Neuroscientists might comment that the nervous system is complex and therefore that even more funding is still needed to better understand neurobiology.

Although I would certainly welcome more funding into neuroscience research, it is easy to understand why non-scientists would be upset: What are scientists doing with the millions and millions of dollars without producing tangible results? For results-oriented administrators and government officials, the lack of findings can seem like a reason to cut off research funding.

Is there a way that we can increase research productivity and get more bang for the buck? While funding for basic research is very important, I contend that clinical research is a major source of untapped potential that should be getting more attention.

What is the difference between basic research and clinical research? Basic research involves the lab activities you normally think of, concerned primarily with answering scientific questions about natural phenomena and making fundamental discoveries. Clinical research primarily concerns human patients, and it includes clinical trials of newly developed medications and retrospective studies analyzing existing patient records to answer clinically relevant questions.

Because of the focus on human patients rather than purely scientific questions, clinical research can produce data that immediately impact patient care. For example there are more than 20 antiepileptic drugs available to treat seizures. Even though these drugs are still not entirely satisfactory, clinical research can determine which population of patients each type of antiepileptic drug benefits most.

Establishing such patient stratification paradigms will certainly allow epileptologists to give patients the best possible medication treatment for the time being while waiting for better treatments currently being developed by basic neuroscience lab research.

More funding for clinical research can actually also tremendously help basic research.

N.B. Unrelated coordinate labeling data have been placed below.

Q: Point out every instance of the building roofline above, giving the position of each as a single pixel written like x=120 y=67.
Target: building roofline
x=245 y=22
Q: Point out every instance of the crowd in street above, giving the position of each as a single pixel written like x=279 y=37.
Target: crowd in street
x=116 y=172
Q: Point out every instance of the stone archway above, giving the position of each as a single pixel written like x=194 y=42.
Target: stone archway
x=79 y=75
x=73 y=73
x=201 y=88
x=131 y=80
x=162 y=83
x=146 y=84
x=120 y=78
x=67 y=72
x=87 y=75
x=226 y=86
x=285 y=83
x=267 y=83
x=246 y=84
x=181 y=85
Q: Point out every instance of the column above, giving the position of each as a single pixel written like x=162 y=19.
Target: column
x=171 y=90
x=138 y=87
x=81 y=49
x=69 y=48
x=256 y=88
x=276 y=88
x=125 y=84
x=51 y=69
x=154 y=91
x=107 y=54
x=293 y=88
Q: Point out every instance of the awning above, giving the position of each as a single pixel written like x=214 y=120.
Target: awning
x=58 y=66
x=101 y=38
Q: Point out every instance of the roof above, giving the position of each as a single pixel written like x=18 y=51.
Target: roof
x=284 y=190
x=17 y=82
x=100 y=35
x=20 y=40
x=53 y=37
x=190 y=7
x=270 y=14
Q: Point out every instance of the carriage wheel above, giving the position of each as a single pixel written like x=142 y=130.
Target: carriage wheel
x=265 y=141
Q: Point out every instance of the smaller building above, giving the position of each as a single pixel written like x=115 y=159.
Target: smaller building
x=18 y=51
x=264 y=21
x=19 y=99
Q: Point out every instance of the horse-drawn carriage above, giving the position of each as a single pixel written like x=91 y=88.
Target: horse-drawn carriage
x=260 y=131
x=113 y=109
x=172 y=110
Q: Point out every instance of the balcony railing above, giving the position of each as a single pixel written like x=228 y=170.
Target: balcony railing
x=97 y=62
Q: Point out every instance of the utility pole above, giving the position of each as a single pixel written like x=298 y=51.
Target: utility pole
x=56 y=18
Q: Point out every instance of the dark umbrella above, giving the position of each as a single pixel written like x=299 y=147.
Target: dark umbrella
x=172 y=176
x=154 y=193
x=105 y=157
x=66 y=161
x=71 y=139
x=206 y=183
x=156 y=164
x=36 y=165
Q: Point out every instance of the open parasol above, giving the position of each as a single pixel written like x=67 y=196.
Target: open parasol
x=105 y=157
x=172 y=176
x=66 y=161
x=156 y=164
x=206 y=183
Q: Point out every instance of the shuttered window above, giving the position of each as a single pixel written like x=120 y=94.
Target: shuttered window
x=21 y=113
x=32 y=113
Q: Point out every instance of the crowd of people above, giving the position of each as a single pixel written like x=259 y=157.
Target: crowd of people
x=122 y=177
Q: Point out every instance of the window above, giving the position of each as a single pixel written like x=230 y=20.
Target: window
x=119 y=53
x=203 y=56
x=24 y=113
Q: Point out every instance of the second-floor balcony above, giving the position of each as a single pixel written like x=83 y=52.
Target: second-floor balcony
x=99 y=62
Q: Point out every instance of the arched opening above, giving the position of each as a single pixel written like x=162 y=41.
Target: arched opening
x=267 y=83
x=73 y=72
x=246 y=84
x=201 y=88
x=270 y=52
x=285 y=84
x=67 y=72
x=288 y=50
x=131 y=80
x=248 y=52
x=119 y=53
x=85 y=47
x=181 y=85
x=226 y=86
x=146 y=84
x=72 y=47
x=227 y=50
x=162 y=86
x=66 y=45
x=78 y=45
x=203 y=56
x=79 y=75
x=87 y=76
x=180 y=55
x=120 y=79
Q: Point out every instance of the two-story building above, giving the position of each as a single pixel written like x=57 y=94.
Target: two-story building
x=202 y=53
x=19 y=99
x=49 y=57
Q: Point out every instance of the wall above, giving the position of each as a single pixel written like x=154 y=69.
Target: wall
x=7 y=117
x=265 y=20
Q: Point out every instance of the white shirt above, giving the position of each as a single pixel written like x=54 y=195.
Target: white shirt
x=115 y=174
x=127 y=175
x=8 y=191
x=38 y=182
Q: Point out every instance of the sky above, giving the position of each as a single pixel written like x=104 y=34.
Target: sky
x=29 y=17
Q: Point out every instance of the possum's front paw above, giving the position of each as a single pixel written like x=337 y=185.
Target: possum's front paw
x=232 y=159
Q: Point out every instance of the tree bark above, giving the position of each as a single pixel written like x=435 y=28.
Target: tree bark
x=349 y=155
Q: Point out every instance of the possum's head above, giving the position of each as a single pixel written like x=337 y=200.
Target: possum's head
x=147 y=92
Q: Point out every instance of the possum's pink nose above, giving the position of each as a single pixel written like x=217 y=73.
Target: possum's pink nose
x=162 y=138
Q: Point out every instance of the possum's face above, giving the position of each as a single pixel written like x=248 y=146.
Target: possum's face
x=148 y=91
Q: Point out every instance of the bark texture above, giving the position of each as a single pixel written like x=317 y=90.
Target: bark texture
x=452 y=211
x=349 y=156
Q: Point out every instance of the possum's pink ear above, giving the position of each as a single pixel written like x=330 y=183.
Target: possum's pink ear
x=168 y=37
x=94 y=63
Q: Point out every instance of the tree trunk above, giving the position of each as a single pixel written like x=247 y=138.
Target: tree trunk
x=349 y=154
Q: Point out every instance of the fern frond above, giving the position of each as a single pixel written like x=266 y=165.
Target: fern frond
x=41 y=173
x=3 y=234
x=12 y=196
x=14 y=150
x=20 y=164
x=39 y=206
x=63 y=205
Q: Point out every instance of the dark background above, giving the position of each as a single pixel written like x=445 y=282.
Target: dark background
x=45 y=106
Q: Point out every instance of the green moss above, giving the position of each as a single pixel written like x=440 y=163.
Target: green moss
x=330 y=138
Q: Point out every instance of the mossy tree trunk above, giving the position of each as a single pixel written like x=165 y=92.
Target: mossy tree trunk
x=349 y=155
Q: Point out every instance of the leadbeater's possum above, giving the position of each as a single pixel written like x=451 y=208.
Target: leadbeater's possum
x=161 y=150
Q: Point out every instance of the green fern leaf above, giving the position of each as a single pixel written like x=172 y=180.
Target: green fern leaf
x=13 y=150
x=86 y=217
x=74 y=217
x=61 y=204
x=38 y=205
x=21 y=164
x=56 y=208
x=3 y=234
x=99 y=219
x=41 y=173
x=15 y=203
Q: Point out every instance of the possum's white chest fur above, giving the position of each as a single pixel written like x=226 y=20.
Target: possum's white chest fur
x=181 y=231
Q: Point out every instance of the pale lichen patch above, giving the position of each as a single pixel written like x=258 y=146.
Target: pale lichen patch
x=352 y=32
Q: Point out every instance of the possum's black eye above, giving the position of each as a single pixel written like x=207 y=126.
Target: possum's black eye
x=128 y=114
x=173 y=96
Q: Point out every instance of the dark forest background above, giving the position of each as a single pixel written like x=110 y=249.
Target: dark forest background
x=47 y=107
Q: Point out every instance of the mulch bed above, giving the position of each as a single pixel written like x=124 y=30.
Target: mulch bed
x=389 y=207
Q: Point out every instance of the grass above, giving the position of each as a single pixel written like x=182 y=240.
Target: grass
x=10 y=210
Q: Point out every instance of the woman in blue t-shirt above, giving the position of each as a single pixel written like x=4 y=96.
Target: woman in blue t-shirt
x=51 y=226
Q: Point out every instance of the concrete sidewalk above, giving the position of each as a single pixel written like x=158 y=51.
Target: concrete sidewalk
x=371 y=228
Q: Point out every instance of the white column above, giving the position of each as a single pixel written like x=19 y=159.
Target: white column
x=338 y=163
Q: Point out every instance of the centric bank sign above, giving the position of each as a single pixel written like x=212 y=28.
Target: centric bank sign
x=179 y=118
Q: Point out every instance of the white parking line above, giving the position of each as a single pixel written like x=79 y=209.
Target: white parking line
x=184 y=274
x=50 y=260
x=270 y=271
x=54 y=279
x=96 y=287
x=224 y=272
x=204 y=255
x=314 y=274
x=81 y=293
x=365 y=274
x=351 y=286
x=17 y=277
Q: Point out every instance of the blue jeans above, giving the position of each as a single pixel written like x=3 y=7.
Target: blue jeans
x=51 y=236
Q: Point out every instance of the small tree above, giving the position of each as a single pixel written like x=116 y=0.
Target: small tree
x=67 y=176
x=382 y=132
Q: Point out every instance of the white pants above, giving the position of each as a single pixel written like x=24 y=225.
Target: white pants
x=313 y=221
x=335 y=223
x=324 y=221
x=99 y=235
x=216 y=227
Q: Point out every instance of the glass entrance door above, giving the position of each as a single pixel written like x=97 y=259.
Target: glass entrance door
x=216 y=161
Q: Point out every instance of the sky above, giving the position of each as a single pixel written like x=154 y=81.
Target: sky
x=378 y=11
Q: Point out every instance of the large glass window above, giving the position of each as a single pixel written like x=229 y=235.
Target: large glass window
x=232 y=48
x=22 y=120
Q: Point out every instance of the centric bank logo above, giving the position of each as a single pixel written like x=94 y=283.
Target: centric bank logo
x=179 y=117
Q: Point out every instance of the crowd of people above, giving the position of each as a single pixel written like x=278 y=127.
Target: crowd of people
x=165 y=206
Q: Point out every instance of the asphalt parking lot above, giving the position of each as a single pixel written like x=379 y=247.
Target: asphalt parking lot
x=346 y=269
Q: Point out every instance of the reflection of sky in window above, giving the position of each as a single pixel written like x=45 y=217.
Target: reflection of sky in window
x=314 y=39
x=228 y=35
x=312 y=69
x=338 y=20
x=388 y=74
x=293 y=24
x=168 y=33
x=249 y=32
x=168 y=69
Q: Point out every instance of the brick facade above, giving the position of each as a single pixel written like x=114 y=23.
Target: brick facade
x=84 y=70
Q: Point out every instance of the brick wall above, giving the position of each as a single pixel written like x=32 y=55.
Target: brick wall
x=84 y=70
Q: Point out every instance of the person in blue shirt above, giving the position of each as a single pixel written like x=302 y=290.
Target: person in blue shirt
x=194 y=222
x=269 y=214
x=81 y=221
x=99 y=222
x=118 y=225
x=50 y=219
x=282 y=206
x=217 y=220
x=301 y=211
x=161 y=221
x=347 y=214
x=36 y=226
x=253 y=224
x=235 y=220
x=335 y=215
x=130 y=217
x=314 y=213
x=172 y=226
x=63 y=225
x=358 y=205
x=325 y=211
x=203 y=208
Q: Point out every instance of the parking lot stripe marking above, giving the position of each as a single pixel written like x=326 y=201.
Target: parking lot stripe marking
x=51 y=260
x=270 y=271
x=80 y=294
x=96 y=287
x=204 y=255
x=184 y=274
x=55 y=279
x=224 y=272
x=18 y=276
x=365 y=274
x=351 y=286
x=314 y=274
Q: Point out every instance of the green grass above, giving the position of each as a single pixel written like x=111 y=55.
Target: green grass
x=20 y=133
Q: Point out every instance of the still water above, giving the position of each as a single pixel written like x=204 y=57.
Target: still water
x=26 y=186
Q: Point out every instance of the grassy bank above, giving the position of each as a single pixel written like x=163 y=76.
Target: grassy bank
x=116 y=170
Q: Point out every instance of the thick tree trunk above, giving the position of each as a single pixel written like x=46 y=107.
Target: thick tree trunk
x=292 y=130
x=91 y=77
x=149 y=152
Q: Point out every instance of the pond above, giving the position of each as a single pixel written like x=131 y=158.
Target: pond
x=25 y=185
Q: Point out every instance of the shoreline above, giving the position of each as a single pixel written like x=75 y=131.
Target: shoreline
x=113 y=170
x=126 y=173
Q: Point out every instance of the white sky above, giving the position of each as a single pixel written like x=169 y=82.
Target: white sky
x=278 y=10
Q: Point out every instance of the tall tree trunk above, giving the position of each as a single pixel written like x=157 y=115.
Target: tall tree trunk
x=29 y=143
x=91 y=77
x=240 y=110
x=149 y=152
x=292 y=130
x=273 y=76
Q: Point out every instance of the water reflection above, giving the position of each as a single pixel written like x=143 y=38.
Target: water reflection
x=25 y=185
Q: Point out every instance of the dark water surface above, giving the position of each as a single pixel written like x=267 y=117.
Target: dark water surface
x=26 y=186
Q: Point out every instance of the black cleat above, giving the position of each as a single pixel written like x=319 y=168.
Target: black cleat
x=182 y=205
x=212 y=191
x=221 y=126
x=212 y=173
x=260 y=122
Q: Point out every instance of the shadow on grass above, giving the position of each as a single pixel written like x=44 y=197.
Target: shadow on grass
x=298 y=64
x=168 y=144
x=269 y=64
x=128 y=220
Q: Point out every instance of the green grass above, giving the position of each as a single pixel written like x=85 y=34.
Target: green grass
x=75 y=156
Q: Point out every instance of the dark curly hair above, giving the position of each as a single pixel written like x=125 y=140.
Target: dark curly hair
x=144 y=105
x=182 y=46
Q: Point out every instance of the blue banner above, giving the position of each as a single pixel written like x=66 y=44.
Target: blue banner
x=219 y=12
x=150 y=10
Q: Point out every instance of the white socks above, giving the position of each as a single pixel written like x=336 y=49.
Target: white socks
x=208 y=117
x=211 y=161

For example, in Fragile X syndrome (the most common genetic cause of autism), research progress in preclinical understanding of the disease has led to numerous clinical trials of newly developed therapeutics over the past several years. However these clinical trials have seemed disappointing, since these therapeutics failed to show improvements in primary endpoints.

Do such “failures” mean that the preclinical hypothesis about the biology of the disease has been proven to be wrong? That is certainly one way to look at it, but another interpretation is that shortcomings in the design and implementation of clinical trials masked areas of positive response. Indeed it is exceedingly difficult to objectively quantify complex responses, such as social behavior and aggression.

These difficulties make it challenging to assess whether the rationally designed therapeutics are truly beneficial and, therefore, whether the scientific basis of treatment from basic research is translatable to humans. More funding for clinical research into developing better ways to assess treatment responses will help tremendously.

Yes, we do need more funding for basic neuroscience research. However I believe that neuroscience research findings will be much better complemented with increased attention and funding for clinical research.